You are viewing a plain text version of this content. The canonical link for it is here.
Posted to user@spark.apache.org by Yanbo Liang <yb...@gmail.com> on 2016/10/07 15:35:59 UTC

Re: Could we expose log likelihood of EM algorithm in MLLIB?
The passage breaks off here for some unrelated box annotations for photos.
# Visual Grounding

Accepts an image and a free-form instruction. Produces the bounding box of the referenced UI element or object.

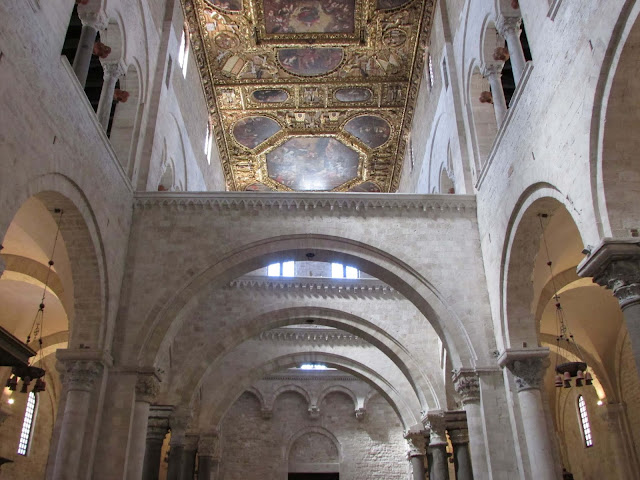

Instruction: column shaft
[73,23,98,88]
[488,69,507,124]
[96,63,121,131]
[505,28,527,86]
[142,438,163,480]
[429,444,449,480]
[127,401,149,480]
[453,443,473,480]
[53,390,91,480]
[410,455,426,480]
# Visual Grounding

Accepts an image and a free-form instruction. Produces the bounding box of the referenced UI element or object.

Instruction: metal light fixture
[7,208,64,393]
[538,213,593,388]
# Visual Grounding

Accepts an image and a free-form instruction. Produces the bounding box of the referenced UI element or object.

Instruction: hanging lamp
[538,213,593,388]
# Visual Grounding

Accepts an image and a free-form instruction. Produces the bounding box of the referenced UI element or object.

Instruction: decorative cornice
[229,275,402,298]
[258,328,370,346]
[134,192,476,215]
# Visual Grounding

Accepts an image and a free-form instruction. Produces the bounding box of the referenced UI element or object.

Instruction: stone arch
[134,235,477,368]
[266,384,312,410]
[166,308,441,410]
[590,1,640,238]
[316,385,359,410]
[284,426,342,473]
[500,184,592,348]
[0,174,110,349]
[200,352,420,428]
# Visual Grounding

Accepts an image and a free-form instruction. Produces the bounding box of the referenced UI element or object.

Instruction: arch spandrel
[199,352,420,429]
[132,231,488,366]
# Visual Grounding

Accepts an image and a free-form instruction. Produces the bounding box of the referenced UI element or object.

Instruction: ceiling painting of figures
[181,0,433,192]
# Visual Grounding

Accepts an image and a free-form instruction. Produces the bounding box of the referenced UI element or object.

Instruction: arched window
[578,395,593,447]
[18,392,37,455]
[178,28,189,77]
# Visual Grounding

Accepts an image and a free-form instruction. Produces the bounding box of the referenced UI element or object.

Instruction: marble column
[447,422,473,480]
[142,409,169,480]
[498,348,557,480]
[127,373,164,480]
[52,356,103,480]
[482,64,507,128]
[404,429,429,480]
[578,239,640,375]
[96,62,124,131]
[427,410,449,480]
[496,16,527,86]
[453,369,489,478]
[73,6,109,88]
[182,434,198,480]
[198,433,220,480]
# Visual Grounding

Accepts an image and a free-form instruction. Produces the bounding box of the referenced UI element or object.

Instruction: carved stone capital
[578,239,640,309]
[427,410,447,445]
[136,374,160,403]
[498,348,549,392]
[496,15,522,38]
[198,433,220,459]
[78,5,109,30]
[64,360,103,392]
[404,428,429,459]
[453,368,480,405]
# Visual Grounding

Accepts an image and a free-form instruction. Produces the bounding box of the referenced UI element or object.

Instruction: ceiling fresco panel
[181,0,433,192]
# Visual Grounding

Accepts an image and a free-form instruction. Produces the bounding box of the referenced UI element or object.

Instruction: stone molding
[258,328,370,346]
[578,238,640,309]
[495,15,522,38]
[134,192,476,215]
[136,374,160,403]
[498,347,549,393]
[229,275,402,298]
[452,368,480,405]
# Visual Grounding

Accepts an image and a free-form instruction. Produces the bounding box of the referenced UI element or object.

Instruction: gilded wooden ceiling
[182,0,433,192]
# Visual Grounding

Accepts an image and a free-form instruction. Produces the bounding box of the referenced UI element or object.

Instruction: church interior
[0,0,640,480]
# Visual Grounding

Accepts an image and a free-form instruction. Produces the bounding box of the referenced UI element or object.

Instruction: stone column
[427,410,449,480]
[167,411,191,480]
[404,429,429,480]
[142,407,170,480]
[73,6,108,88]
[127,374,164,480]
[447,426,473,480]
[482,64,507,128]
[496,16,527,86]
[182,434,198,480]
[198,432,220,480]
[53,357,103,480]
[96,62,124,131]
[453,369,489,478]
[498,348,556,480]
[578,239,640,375]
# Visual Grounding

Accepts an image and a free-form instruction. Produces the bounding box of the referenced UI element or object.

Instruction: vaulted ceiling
[183,0,433,192]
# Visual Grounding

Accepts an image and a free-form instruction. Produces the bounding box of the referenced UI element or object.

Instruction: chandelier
[538,213,593,388]
[7,208,63,393]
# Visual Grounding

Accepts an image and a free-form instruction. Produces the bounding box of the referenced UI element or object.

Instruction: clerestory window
[578,395,593,447]
[18,392,37,455]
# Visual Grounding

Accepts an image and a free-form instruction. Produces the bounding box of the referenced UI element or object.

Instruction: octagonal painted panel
[278,48,343,77]
[267,136,360,191]
[344,115,391,148]
[263,0,355,33]
[233,116,280,149]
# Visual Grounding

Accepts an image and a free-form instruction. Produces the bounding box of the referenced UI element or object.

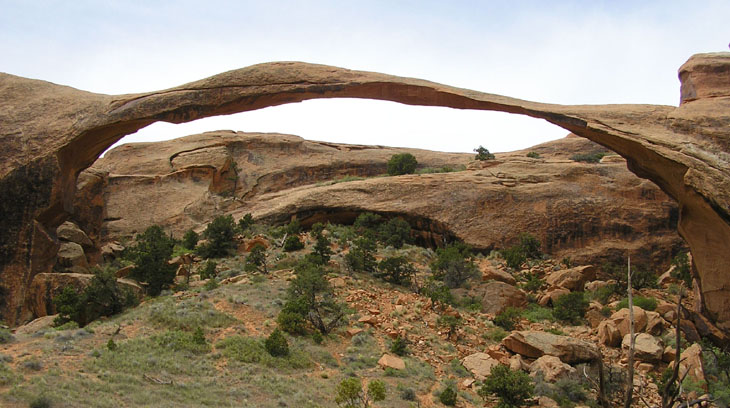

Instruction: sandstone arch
[0,53,730,331]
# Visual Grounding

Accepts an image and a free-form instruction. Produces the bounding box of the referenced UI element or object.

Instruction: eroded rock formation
[0,53,730,330]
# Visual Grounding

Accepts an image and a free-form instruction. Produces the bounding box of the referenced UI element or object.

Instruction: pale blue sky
[0,0,730,151]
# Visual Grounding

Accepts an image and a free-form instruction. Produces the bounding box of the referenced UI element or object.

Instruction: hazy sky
[0,0,730,151]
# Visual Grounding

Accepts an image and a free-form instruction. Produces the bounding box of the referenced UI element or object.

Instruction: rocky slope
[86,131,682,268]
[0,53,730,331]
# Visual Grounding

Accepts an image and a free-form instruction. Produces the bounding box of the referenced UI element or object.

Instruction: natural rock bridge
[0,53,730,332]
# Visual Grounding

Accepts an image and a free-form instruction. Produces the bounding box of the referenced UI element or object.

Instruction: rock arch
[0,53,730,331]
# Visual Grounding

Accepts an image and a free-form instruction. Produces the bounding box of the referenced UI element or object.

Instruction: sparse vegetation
[388,153,418,176]
[478,364,534,408]
[474,145,494,161]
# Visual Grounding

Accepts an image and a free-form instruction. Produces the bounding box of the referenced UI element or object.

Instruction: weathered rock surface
[502,330,599,364]
[461,353,499,381]
[530,355,575,383]
[0,53,730,331]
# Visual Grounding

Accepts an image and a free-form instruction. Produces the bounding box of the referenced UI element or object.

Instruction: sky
[0,0,730,152]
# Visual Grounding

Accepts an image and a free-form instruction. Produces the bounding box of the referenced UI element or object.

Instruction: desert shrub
[264,328,289,357]
[377,256,416,285]
[439,384,458,407]
[53,268,138,326]
[388,153,418,176]
[474,145,494,161]
[570,152,606,163]
[390,336,408,357]
[125,225,176,296]
[312,233,333,265]
[616,296,657,312]
[345,236,378,272]
[238,213,253,234]
[672,252,692,288]
[198,215,235,258]
[200,260,218,279]
[282,262,344,335]
[182,229,200,250]
[430,243,477,288]
[477,364,534,408]
[378,217,411,248]
[28,396,53,408]
[521,273,545,292]
[243,244,269,273]
[284,235,304,252]
[494,307,522,331]
[0,328,12,344]
[553,292,588,324]
[522,304,555,323]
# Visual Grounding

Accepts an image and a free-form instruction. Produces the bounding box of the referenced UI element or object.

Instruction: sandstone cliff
[91,131,682,267]
[0,53,730,331]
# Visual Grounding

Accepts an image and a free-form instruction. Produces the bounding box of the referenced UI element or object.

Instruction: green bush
[553,292,588,324]
[182,229,200,250]
[439,384,458,407]
[494,307,522,331]
[477,364,534,408]
[431,243,478,289]
[264,328,289,357]
[53,268,138,327]
[243,244,269,273]
[570,152,606,163]
[284,235,304,252]
[672,252,692,288]
[474,145,494,161]
[198,215,236,258]
[200,260,218,279]
[345,236,378,272]
[312,233,334,265]
[616,296,657,312]
[125,225,176,296]
[390,336,408,357]
[388,153,418,176]
[377,256,416,285]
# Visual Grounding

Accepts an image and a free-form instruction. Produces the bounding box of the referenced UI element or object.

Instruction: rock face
[502,330,599,364]
[0,53,730,331]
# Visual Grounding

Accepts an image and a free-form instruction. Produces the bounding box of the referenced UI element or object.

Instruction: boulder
[56,221,94,248]
[461,353,499,381]
[621,333,664,363]
[468,281,527,315]
[502,330,599,364]
[611,306,649,338]
[479,259,517,285]
[598,320,622,347]
[378,354,406,370]
[57,242,89,273]
[545,265,596,292]
[530,355,575,383]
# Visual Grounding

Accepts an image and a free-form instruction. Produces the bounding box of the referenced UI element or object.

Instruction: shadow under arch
[0,58,730,330]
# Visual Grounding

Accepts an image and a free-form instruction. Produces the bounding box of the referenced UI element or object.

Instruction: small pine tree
[182,229,200,251]
[264,328,289,357]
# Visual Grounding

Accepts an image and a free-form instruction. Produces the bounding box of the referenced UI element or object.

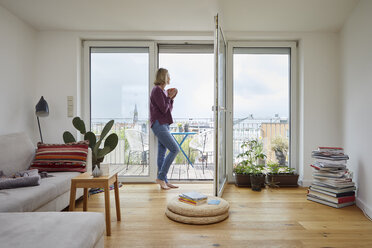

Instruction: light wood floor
[77,184,372,248]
It's a good question and I had similar requirement in my work. I'm copying
the implementation from mllib to ml currently, and then exposing the
maximum log likelihood. I will send this PR soon.

Thanks.
Yanbo

On Fri, Oct 7, 2016 at 1:37 AM, 王磊(安全部) <wa...@didichuxing.com>
wrote:

>
> Hi,
>
> Do you guys sometimes need to get the log likelihood of EM algorithm in
> MLLIB?
>
> I mean the value in this line https://github.com/apache/spark/blob/master/
> mllib/src/main/scala/org/apache/spark/mllib/clustering/
> GaussianMixture.scala#L228
>
> Now copying the code here:
>
>
> val sums = breezeData.treeAggregate(ExpectationSum.zero(k,
> d))(compute.value, _ += _)
> // Create new distributions based on the partial assignments
> // (often referred to as the "M" step in literature)
> val sumWeights = sums.weights.sum
> if (shouldDistributeGaussians) {
> val numPartitions = math.min(k, 1024)
> val tuples =
> Seq.tabulate(k)(i => (sums.means(i), sums.sigmas(i), sums.weights(i)))
> val (ws, gs) = sc.parallelize(tuples, numPartitions).map { case (mean,
> sigma, weight) =>
> updateWeightsAndGaussians(mean, sigma, weight, sumWeights)
> }.collect().unzip
> Array.copy(ws.toArray, 0, weights, 0, ws.length)
> Array.copy(gs.toArray, 0, gaussians, 0, gs.length)
> } else {
> var i = 0
> while (i < k) {
> val (weight, gaussian) =
> updateWeightsAndGaussians(sums.means(i), sums.sigmas(i), sums.weights(i),
> sumWeights)
> weights(i) = weight
> gaussians(i) = gaussian
> i = i + 1
> }
> }
> llhp = llh // current becomes previous
> llh = sums.logLikelihood // this is the freshly computed log-likelihood
> iter += 1
> compute.destroy(blocking = false) In my application, I need to know log
> likelihood to compare effect for different number of clusters.
> And then I use the cluster number with the maximum log likelihood.
>
> Is it a good idea to expose this value?
>
>
>
>

Re: Could we expose log likelihood of EM algorithm in MLLIB?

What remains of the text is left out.